Some countries, especially Germany, the US and Latin America, are in desperate need of infrastructure improvement. The McKinsey Global Institute’s Bridging Global Infrastructure Gaps report says that the world needs to spend 3.8% of GDP annually, or an average of $3.3 trillion a year. Emerging markets (the high-growth countries) account for 60% of that need.  Right now, they estimate we are 11% short of that, or $350 billion per year. This is not including additional investment required to meet the  UN Sustainable Development Goals.

A global push to expand fiscal spending and run larger budget deficits, while global interest rates are set at zero or below, while the globalisation benefit on inflation is structurally disappearing due to trade tensions and general globalisation fatigue, sets up a scenario reminiscent of the 1970s: Big government, trade troubles (back then the US vs. Japan), supply constraints (the Opec crisis), changing market models (the shift away from the gold standard), inflation, the opening of the US-China relationship, and — who knows? — maybe even bad hair. This may seem an outrageous prediction, but the structural forces keeping inflation low have disappeared.Austere fiscal policy (excluding the US) globally has had a negative impact on inflation expectations; the rock-bottom interest-rate policy is per definition anti-inflationary as it reduces the velocity of money, and globalisation was also deflationary. 
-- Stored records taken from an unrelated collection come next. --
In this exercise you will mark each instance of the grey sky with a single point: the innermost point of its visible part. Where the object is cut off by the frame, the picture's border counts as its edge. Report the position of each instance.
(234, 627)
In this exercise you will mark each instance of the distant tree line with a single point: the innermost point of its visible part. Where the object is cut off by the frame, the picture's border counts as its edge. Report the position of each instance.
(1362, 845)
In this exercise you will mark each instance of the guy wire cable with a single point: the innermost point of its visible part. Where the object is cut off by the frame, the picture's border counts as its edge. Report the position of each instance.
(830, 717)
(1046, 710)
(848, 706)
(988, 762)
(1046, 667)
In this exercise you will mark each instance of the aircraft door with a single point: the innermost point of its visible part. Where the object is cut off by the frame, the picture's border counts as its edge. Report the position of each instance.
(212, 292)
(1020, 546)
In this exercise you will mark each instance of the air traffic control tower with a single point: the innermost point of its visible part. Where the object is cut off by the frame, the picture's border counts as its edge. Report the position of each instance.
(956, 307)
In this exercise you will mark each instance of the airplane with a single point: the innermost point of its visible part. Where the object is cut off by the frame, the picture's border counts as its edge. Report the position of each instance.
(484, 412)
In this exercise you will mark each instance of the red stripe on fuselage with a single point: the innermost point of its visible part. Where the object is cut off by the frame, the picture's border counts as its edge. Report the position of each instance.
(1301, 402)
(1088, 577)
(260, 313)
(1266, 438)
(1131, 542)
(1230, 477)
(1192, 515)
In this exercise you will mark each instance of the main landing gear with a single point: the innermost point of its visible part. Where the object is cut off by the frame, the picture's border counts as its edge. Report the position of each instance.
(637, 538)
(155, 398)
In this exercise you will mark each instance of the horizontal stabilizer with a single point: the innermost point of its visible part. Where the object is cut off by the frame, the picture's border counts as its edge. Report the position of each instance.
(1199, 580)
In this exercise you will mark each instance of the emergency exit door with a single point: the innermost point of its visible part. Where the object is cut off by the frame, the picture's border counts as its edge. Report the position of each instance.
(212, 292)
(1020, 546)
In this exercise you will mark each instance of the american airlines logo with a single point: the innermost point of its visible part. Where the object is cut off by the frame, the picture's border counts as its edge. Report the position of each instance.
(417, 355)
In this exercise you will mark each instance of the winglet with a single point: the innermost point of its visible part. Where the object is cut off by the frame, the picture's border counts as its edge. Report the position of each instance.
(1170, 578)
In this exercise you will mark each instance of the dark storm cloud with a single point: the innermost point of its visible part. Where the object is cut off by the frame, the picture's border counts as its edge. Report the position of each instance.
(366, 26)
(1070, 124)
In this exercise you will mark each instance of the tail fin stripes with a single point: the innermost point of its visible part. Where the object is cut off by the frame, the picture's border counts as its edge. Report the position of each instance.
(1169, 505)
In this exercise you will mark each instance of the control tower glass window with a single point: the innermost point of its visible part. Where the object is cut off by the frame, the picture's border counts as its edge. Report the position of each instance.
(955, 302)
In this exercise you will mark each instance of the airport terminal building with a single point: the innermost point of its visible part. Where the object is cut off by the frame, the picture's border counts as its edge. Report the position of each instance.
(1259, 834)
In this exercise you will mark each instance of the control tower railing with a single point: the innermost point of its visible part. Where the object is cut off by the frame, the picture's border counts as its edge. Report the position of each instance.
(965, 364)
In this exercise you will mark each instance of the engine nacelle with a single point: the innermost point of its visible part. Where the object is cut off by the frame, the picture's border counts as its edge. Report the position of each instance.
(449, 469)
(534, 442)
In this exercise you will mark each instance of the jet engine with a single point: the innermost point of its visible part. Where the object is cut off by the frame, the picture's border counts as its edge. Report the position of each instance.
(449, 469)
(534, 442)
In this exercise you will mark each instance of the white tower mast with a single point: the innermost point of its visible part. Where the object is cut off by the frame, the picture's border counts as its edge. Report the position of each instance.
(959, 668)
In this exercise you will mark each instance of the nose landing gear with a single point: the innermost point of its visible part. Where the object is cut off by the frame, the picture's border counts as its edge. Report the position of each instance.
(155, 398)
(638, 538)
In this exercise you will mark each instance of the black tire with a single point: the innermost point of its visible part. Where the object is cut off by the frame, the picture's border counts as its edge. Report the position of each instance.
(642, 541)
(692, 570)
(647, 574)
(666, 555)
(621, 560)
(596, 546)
Remember globalisation worked to reduce prices as China and emerging-market countries started producing goods with their cheaper labour forces. This made all products cheaper, which benefitted consumers, and that in turn reduced saving, which increased deficits, which reduced growth and that way circled back to even lower rates and inflation.

Today globalisation has reached its maximum, even without the trade spat. China produces everything, so the “making things cheaper” process has run out of room. Add to that the potential trade war and massive focus on the environmental impact of all facets of consumption, from plastics to packaging, airline and sea transport pollution, and, with  central banks wrongly focused on excessively low inflation, you get a perfect storm brewing that will turn the tide back toward inflationary outcomes. From anti-globalisation, higher unit cost of production due to environmental considerations, a fiscal push into infrastructure and shoring up injured global supply chains — all that creates a massive repeat of the 1970s global supply shock.

The shock this time will come sometime after the global fiscal expansion set to arrive in the third and fourth quarter. In this situation, the markets that stand to benefit the most will be commodities and real resources, infrastructure plays, wages and gold.

By the summer of 2020 – one year from now – we will have seen the end of any belief in monetary policy moving the needle, and will be witnessing extravagant spending driving inflation to levels beyond anyone’s expectations, just a couple of quarters after inflation, once again, has been pronounced dead.